No entanto, o primeiro passo não é esse, o de denegrir, mas sim a chantagem pura e dura. A expressão, e falemos dela, é russa, e à letra pode ser traduzida como “material comprometedor” — muito dele de cariz sexual e que começou a ser recolhido e utilizado na era soviética. Contudo, e mesmo tendo sido cada vez menos utilizado (entenda-se: o kompromat) após a desagregação da União Soviética, voltou a ganhar importância na Rússia com a ascensão de Putin ao poder e, antes, quando este era, na década de 1990, um dos líderes do Serviço Federal de Segurança, ou FSB na sigla original, e “protegido” de Boris Yeltsin.
O caso do procurador russo que investigava o Kremlin e acabou, ele mesmo, por se tornar no investigado
Um dos casos mais conhecidos (e até sombrios) do uso do kompromat surgiu precisamente quando Yeltsin era presidente — e Putin, por inerência, homem-forte do FSB, as secretas russas que vieram substituir o KGB. Em janeiro de 1999, recorda agora o New York Times a propósito da polémica que envolve Donald Trump, o telefone do procurador-geral Yury Skuratov tocou.

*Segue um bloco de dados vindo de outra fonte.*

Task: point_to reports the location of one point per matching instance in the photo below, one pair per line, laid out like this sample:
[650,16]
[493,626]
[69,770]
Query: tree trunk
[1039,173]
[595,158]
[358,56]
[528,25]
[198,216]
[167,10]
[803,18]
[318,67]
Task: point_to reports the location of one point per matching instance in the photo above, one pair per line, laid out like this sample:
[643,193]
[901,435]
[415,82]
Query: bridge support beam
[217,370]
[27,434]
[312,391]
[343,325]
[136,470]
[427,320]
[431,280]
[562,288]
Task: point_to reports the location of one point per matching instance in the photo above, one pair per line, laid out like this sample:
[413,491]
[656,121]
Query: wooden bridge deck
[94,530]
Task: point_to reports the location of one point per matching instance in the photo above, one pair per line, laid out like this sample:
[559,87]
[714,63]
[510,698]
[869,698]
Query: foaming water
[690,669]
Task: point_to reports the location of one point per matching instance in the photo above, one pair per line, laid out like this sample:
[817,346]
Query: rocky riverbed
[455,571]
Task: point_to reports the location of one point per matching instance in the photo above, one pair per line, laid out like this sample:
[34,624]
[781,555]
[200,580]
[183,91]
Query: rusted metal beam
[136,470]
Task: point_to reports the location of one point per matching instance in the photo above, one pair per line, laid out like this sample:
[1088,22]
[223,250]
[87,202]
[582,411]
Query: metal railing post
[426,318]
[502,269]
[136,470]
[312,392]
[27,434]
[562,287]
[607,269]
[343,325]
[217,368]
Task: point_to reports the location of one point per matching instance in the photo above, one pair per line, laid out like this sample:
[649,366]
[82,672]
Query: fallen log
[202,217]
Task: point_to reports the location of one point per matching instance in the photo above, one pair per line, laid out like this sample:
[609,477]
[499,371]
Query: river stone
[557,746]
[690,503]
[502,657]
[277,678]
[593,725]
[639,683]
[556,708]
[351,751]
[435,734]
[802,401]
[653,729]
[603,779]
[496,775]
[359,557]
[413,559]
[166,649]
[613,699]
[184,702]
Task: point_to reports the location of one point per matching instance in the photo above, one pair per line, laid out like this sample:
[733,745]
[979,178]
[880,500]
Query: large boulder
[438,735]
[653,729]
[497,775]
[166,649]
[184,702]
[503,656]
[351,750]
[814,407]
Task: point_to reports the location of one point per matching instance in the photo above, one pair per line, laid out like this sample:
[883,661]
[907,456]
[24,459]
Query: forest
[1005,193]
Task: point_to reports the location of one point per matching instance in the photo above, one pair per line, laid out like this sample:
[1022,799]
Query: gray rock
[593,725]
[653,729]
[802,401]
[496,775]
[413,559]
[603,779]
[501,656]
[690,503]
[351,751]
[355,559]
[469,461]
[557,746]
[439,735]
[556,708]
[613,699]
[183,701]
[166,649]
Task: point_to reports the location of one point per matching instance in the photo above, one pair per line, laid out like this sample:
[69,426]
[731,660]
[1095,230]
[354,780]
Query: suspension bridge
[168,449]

Ligava-lhe o chefe de gabinete de Yeltsin no Kremlin. Encontrar-se-iam. E foi no encontro que a Skuratov foi apresentado um vídeo onde este, alegadamente, surgiria a ter relações sexuais com duas prostitutas.
À época, o procurador-geral dirigia uma investigação que se preparava para acusar Boris Yeltsin (e toda a cúpula do poder em Moscovo) de aceitar subornos vindos da Suíça, concretamente de uma empresa que procurava vencer o concurso de uma empreitada para reformar o Kremlin. A Skuratov foi-lhe exigido que desse o caso por encerrado, sem acusar Yeltsin ou alguém próximo deste. Skuratov não aceitou. E pagou o preço da recusa: as imagens comprometedoras foram emitidas dias depois na TV estatal russa, a RTR.
O procurador-geral defendeu-se e garantiu que tudo se tratava de uma montagem e que nunca teve relações sexuais com aquelas duas mulheres. Alguns duvidavam de Yeltsin, outros de Yury Skuratov. Este não se demitiria. E acabou no Conselho da Federação, a câmara alta do parlamento russo, a testemunhar em sua defesa. Pouco depois, e não havendo como Skuratov se demitir, foi o próprio Vladimir Putin quem surgiu na TV russa, garantindo que se tratava realmente do procurador-geral na gravação de cariz sexual e que esta era tão grave, que o envolvido devia ser investigado.
Pouco depois, o próprio Yeltsin demitiria Skuraov por decreto presidencial. Agradecido a Putin, o presidente faria dele primeiro-ministro ainda nesse ano. Quando o mandato de Yeltsin chegou ao fim, Putin ascenderia à presidência.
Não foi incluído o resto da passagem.